Releases · hubverse-org/hubData

15 May 13:16

annakrystalli

v2.2.1

73a329b

hubData 2.2.1 Latest

Latest

Fixed bug in collect_hub() that caused returned tibbles to contain arrow-ALTREP-backed columns rather than plain materialised R vectors (#141). The ALTREP views could not be safely save()d, serialize()d, or sent to parallel workers in R sessions without arrow installed, silently corrupting columns (most came back length-0). collect_hub() now sets arrow.use_altrep = FALSE for the duration of the call, restoring the long-standing dplyr::collect() contract of materialising into plain in-memory R vectors. Users who want lazy / ALTREP-friendly access can continue to use connect_hub() and work with the arrow dataset directly.

Assets 2

07 May 12:14

annakrystalli

v2.2.0

49b7e0a

hubData 2.2.0

Fixed bug in load_model_metadata() that caused array-valued top-level fields in model metadata YAML files to parse incorrectly or fail to parse at all (#137). Array-valued top-level fields are now translated into list columns, per the function specification. Note: The bug also meant that length-1 top-level arrays parsed equivalently to top-level scalars, e.g. both y: "x" and y: ["x"] parsed as a character column y with value x. With the fix, those entries parse differently: y: "x" parses as a character column; y: ["x"] parses as a list column. Thanks @dylanhmorris.

Contributors

dylanhmorris

Assets 2

13 Jan 14:23

annakrystalli

v2.1.0

34245de

hubData 2.1.0

New features and improvements

Added date_col parameter to create_oracle_output_schema() and connect_target_oracle_output() to match time-series functionality (#121). In inference mode (when target-data.json is not present), users can now specify which column contains date information to ensure it's typed as date32(). The parameter is ignored in v6+ config mode where date columns are defined in the configuration.

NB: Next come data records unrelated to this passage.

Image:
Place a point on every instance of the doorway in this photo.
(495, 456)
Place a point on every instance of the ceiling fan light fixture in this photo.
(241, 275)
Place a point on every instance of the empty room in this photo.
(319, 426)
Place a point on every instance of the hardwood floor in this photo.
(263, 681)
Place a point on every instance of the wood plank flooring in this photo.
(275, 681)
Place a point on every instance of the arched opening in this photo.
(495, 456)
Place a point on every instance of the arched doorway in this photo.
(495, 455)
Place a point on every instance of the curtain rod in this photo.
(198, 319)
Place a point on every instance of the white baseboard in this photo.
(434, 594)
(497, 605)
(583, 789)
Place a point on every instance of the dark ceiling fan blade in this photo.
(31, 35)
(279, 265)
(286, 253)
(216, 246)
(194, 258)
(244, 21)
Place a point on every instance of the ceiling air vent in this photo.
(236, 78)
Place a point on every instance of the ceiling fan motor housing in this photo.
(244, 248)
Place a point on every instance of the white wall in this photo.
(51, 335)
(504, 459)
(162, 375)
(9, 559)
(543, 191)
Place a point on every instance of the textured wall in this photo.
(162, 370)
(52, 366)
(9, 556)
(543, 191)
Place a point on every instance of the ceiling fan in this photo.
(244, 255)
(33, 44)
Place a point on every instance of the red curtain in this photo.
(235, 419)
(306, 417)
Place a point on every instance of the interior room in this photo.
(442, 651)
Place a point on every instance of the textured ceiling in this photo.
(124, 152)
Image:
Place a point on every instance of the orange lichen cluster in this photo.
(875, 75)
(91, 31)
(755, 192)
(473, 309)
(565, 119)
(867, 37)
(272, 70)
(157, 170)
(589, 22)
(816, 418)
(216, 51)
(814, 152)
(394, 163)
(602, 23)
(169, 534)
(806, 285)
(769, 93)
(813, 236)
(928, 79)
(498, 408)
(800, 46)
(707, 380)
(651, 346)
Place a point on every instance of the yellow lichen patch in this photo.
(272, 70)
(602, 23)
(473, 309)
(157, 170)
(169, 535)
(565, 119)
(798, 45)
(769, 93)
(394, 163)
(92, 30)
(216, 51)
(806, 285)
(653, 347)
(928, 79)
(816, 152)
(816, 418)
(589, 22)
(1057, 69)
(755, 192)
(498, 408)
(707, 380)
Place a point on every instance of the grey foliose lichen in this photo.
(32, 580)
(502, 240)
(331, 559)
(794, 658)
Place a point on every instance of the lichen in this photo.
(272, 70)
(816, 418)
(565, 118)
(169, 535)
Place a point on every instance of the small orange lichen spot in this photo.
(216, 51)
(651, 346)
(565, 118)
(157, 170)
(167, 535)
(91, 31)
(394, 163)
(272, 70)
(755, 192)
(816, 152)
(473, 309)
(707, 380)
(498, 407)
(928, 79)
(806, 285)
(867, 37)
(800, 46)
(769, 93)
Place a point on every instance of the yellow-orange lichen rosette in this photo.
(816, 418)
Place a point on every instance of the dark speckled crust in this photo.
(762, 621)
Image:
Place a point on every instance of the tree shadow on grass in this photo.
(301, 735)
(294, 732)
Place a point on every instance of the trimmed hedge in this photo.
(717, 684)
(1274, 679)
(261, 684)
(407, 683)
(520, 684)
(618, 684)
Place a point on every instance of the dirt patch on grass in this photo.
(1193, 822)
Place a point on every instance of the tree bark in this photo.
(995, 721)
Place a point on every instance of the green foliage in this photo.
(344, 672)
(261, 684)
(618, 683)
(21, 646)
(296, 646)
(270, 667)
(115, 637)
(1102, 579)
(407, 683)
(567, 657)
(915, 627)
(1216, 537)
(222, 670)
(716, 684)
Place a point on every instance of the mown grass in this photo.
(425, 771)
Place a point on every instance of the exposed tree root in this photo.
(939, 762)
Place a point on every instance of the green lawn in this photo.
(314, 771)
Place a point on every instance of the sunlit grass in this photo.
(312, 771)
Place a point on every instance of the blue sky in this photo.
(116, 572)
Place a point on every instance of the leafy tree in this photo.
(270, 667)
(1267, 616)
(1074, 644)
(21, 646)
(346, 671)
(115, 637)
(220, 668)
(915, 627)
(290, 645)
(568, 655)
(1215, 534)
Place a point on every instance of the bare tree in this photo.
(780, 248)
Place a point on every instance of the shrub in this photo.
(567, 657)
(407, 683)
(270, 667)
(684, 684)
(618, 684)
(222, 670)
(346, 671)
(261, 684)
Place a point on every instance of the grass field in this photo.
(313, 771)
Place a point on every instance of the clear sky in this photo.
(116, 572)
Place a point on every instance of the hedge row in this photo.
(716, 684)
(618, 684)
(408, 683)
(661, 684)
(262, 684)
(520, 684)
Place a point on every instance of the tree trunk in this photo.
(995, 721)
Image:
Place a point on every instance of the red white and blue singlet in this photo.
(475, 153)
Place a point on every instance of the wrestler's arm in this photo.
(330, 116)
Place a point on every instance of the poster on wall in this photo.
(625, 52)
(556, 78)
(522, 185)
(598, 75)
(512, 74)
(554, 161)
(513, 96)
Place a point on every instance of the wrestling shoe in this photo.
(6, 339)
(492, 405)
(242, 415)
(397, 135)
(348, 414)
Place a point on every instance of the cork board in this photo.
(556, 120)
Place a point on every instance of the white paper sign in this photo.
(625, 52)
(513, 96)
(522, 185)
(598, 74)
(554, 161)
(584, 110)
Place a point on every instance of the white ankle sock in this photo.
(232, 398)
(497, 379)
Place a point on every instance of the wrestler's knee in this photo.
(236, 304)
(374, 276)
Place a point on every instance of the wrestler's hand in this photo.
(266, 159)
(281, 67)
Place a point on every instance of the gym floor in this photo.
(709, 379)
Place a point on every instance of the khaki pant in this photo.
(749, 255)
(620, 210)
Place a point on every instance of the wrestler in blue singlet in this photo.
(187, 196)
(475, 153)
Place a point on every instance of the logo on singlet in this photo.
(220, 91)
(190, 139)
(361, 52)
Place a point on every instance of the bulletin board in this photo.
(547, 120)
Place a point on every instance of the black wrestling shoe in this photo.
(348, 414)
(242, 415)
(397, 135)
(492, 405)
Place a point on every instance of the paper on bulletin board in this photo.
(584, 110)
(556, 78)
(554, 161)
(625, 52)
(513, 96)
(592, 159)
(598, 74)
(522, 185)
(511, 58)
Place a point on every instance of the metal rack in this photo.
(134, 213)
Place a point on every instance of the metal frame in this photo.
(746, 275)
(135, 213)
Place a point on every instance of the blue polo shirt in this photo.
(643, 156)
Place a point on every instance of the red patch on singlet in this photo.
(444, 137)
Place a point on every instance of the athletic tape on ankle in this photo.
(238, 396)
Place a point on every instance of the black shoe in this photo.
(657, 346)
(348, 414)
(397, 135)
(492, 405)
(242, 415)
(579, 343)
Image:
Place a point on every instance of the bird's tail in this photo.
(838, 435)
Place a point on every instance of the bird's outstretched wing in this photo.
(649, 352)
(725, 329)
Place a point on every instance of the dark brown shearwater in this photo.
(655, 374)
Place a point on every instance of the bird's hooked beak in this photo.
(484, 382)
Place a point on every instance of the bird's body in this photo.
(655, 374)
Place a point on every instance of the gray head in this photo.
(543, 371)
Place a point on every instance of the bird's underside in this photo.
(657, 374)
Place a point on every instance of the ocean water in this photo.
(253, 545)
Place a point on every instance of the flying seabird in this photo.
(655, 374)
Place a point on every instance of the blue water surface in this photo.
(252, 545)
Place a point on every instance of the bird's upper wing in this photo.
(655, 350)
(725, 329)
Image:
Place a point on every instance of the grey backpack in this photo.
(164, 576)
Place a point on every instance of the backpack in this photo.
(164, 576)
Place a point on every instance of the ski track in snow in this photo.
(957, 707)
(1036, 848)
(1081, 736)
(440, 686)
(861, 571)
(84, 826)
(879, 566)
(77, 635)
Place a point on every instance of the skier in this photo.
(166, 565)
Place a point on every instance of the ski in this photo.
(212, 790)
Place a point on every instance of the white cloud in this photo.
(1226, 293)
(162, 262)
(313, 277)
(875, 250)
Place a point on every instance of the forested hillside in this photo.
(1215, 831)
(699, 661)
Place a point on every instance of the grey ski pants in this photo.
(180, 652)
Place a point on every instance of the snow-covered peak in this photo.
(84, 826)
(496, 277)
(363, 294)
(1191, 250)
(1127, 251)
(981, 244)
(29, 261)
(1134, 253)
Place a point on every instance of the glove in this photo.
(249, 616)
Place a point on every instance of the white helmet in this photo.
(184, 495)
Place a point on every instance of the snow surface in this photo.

Bug fixes and minor improvements

create_timeseries_schema() and create_oracle_output_schema() now issue a warning instead of an error when no date column is detected during schema inference (when target-data.json config is not present) (#119). This allows schema creation to succeed and enables validation tools to properly catch and report missing date columns with better error messages.

Assets 2

20 Nov 13:12

annakrystalli

v2.0.0

fd6d6e0

hubData 2.0.0

Breaking changes

BREAKING: Changed default value of skip_checks parameter from FALSE to TRUE in connect_hub() (#114). This significantly improves performance, especially for large cloud hubs (AWS S3, GCS), by skipping file validation checks that require high I/O operations. The previous default behavior of detecting and excluding invalid files can still be accessed by explicitly setting skip_checks = FALSE. This change aligns with the Python hubdata package default and reflects that hubs validated through hubValidations should not require additional file checks. Users with model output directories containing invalid files should either:
- Use the ignore_files argument to exclude specific files, or
- Set skip_checks = FALSE explicitly, or
- Ensure their model-output directories contain only valid model output files
Note: connect_model_output() retains its default of skip_checks = FALSE as it is designed for working with model output directories that may be in draft form.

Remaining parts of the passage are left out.